Salga cries foul over allocated funding
Users can’t afford to pay for services
The Treasury’s budget allocations to local government are not enough to enable municipalities to fulfil their constitutional obligations.
Actually, in the current economic conditions, it is highly unlikely municipalities can provide basic services.
This is the view of the SA Local Government Association (Salga) following the tabling of the medium-term budget policy statement by the Treasury last week.
In the budget, the contribution to local government in equitable share and conditional grants is projected to grow from 9.1% (of total budget) in the 2018/19 financial year to 9.3% (of total budget) in the 2020/21 financial year.

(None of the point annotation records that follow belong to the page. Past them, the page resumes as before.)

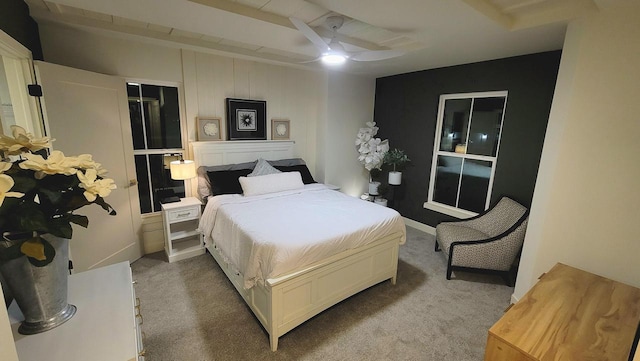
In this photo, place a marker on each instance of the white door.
(88, 113)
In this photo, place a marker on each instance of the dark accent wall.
(406, 108)
(16, 21)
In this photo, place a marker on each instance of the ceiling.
(433, 33)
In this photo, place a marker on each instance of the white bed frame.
(285, 302)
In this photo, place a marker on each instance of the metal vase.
(41, 292)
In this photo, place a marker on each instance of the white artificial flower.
(56, 163)
(94, 187)
(6, 183)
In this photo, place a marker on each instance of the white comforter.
(269, 235)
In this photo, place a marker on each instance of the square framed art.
(209, 129)
(280, 129)
(246, 119)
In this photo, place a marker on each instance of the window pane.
(455, 123)
(475, 184)
(446, 182)
(143, 183)
(133, 93)
(485, 126)
(162, 116)
(162, 184)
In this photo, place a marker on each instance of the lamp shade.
(182, 169)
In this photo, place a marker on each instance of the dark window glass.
(162, 116)
(155, 126)
(447, 179)
(455, 123)
(143, 183)
(474, 185)
(485, 126)
(137, 130)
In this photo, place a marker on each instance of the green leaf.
(79, 220)
(61, 228)
(33, 248)
(13, 252)
(49, 253)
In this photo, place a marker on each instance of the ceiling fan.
(333, 52)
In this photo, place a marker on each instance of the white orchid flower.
(22, 141)
(94, 187)
(56, 163)
(6, 183)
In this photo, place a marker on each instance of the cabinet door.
(88, 113)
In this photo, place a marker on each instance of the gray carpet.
(192, 312)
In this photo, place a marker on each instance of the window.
(156, 131)
(465, 152)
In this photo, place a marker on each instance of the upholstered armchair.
(489, 242)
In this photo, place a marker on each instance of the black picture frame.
(246, 119)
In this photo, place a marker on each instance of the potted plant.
(372, 151)
(38, 200)
(397, 159)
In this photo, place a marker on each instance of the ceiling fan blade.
(376, 55)
(310, 34)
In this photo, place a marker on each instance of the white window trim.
(443, 208)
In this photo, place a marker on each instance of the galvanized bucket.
(41, 292)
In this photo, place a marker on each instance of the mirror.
(16, 73)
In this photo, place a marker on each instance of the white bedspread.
(269, 235)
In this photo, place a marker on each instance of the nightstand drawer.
(183, 214)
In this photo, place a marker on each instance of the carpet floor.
(193, 313)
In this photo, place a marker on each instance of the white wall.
(109, 54)
(586, 206)
(299, 95)
(350, 103)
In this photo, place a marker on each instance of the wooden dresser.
(568, 315)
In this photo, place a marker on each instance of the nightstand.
(181, 237)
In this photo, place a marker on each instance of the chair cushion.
(499, 219)
(447, 233)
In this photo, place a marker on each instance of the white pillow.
(263, 168)
(270, 183)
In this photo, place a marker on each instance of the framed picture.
(246, 119)
(280, 129)
(209, 129)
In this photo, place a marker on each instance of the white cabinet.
(182, 239)
(106, 326)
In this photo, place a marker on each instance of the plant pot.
(395, 178)
(380, 201)
(373, 188)
(41, 292)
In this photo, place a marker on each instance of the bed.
(262, 240)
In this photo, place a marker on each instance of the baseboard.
(419, 226)
(514, 299)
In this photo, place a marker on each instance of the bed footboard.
(285, 302)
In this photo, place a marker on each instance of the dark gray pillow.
(204, 184)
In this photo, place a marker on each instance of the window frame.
(444, 208)
(164, 151)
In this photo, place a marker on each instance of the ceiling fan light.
(333, 59)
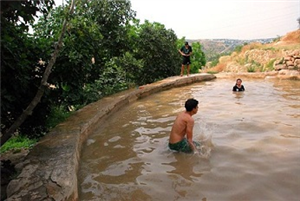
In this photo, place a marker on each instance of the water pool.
(251, 146)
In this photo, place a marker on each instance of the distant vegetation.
(105, 50)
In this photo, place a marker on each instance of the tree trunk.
(28, 111)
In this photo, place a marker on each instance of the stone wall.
(50, 169)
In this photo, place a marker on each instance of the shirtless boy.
(181, 136)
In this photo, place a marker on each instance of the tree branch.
(28, 111)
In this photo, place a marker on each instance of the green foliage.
(238, 48)
(197, 58)
(251, 69)
(57, 115)
(156, 47)
(125, 53)
(212, 72)
(17, 143)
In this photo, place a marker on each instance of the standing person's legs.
(182, 70)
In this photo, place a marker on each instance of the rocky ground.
(10, 164)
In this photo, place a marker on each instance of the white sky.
(216, 19)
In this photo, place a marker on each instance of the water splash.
(203, 134)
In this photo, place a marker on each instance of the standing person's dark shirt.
(186, 49)
(236, 88)
(238, 85)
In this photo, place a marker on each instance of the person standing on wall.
(186, 52)
(238, 86)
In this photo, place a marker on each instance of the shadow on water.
(250, 145)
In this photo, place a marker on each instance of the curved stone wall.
(50, 169)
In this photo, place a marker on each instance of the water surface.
(251, 146)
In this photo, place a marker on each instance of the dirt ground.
(10, 165)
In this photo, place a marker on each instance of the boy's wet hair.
(190, 104)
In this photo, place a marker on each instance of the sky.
(221, 19)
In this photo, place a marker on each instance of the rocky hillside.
(283, 54)
(214, 47)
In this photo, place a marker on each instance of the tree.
(157, 48)
(28, 111)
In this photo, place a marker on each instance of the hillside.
(213, 47)
(281, 54)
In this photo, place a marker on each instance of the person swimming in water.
(181, 136)
(238, 86)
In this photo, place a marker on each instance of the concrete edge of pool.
(50, 169)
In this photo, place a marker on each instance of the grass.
(17, 143)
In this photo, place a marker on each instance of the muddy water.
(250, 147)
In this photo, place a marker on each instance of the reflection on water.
(250, 147)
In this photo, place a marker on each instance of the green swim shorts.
(182, 146)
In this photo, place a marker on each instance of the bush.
(17, 143)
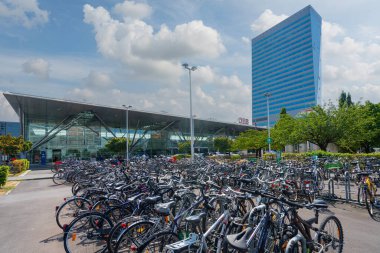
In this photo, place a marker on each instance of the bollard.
(331, 188)
(347, 185)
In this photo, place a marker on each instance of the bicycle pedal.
(182, 245)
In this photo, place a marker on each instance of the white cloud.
(214, 95)
(133, 10)
(84, 94)
(38, 67)
(349, 64)
(25, 12)
(266, 20)
(98, 80)
(147, 54)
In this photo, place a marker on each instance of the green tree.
(284, 131)
(223, 144)
(342, 99)
(10, 145)
(320, 126)
(184, 147)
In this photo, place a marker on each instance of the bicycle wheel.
(87, 233)
(71, 209)
(135, 235)
(373, 207)
(331, 235)
(59, 178)
(157, 242)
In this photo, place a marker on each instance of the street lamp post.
(193, 68)
(267, 95)
(127, 130)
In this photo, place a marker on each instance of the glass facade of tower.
(286, 64)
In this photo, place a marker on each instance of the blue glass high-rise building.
(286, 65)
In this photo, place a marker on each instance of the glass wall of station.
(84, 138)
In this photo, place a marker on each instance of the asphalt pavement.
(27, 221)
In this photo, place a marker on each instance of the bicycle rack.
(294, 240)
(347, 186)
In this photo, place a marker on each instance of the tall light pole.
(267, 95)
(127, 130)
(193, 68)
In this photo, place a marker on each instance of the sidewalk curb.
(29, 179)
(23, 174)
(12, 189)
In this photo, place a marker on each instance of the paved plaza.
(27, 219)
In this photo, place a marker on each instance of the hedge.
(321, 153)
(4, 172)
(181, 156)
(20, 165)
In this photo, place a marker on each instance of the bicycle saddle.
(152, 200)
(195, 218)
(318, 203)
(239, 240)
(164, 208)
(134, 198)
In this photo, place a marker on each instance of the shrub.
(181, 156)
(235, 157)
(20, 165)
(4, 171)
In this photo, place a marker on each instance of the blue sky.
(115, 52)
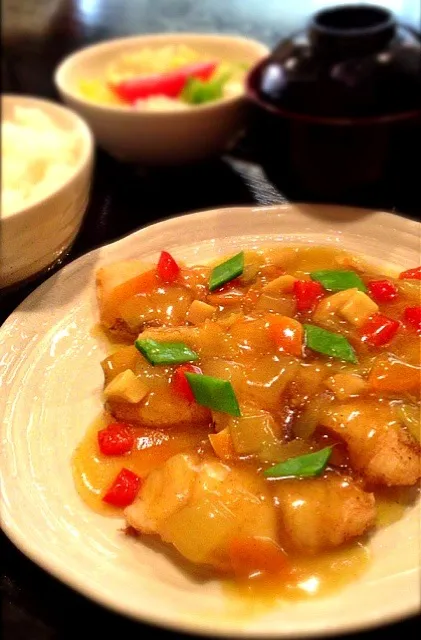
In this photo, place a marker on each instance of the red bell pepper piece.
(412, 316)
(116, 439)
(411, 274)
(307, 293)
(124, 489)
(180, 383)
(382, 290)
(170, 83)
(378, 330)
(167, 268)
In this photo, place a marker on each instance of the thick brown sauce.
(313, 576)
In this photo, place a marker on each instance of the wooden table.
(34, 605)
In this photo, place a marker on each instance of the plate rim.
(70, 578)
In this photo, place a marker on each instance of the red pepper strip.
(116, 439)
(167, 268)
(411, 274)
(180, 383)
(412, 315)
(307, 293)
(124, 489)
(382, 290)
(170, 84)
(379, 330)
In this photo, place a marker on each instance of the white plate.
(50, 392)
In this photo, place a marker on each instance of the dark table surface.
(35, 36)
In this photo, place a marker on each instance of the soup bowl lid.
(351, 62)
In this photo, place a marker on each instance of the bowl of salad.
(162, 99)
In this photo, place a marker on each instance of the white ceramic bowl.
(49, 339)
(159, 138)
(35, 237)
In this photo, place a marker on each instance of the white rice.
(37, 158)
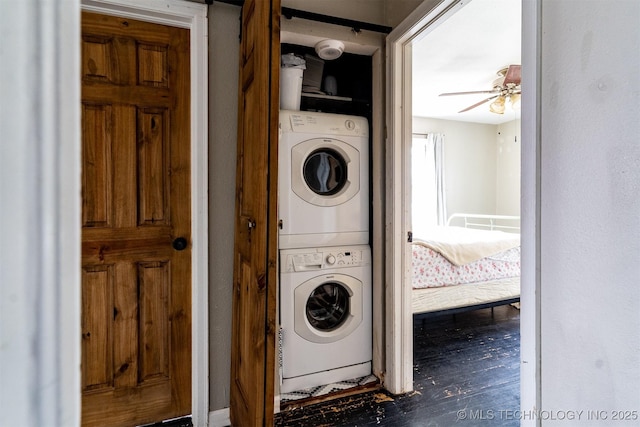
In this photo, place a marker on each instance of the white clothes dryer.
(323, 180)
(325, 315)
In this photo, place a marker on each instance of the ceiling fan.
(507, 85)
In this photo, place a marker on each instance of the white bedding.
(461, 267)
(465, 245)
(450, 297)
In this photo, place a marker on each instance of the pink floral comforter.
(431, 270)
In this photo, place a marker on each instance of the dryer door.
(325, 171)
(328, 308)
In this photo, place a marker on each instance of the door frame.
(192, 16)
(398, 322)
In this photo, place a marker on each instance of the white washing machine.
(325, 315)
(323, 180)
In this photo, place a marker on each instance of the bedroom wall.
(590, 208)
(224, 27)
(470, 163)
(508, 148)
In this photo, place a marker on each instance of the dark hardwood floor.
(466, 372)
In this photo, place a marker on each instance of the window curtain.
(428, 198)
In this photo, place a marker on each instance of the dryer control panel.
(323, 123)
(324, 258)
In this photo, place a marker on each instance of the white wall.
(508, 149)
(590, 207)
(470, 163)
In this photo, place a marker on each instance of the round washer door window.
(327, 309)
(325, 171)
(328, 306)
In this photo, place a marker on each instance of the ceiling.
(464, 53)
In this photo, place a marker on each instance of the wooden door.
(136, 222)
(255, 280)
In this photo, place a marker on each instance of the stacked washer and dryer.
(325, 260)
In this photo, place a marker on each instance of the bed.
(473, 262)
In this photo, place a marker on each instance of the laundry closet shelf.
(330, 97)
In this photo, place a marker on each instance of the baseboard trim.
(219, 418)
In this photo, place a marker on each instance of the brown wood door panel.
(136, 288)
(255, 280)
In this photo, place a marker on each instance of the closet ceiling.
(464, 53)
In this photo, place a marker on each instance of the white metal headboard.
(492, 222)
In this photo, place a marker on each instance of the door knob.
(180, 244)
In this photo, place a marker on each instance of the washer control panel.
(324, 258)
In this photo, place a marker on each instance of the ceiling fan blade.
(513, 75)
(468, 93)
(477, 104)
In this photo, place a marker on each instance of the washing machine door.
(325, 171)
(327, 308)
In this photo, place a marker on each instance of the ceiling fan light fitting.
(329, 49)
(497, 106)
(515, 101)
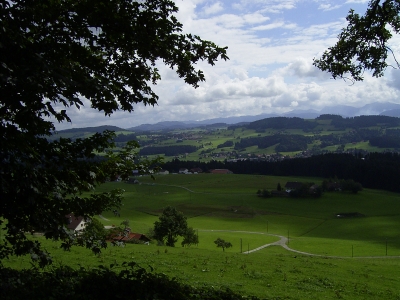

Equitable share will rise from R62.7-billion to R75.7-billion in the same period while conditional grants will surge from R46.4-billion to R53.3billion. Simphiwe Dzengwa, the executive director of municipal finances at Salga, said the small budget had a negative impact on the delivery of basic services.
“Local government is the most underfunded sphere despite the challenges and the responsibilities that it caries,” said Dzengwa. “There is no real growth in the equitable share. What you see is just an inflation adjustment.
“This is further complicated by the fact that the levels of unemployment in the country are very high.
“With the economy not growing, many people cannot afford to pay for municipal services, yet they demand more from municipalities,” he said. “The latest figures show R128-billion debt which is money owed by businesses, households and all who use municipal services.
The bulk of this debt is [coming] from households who cannot afford to pay.”
He added that there needs to be a review of the funding allocated to local government from the fiscus.
“Because South Africa as a sovereign [state] was downgraded, it meant that 10 of the metros that are rated were affected by that.”
Finance Minister Malusi Gigaba presented the budget in parliament last week.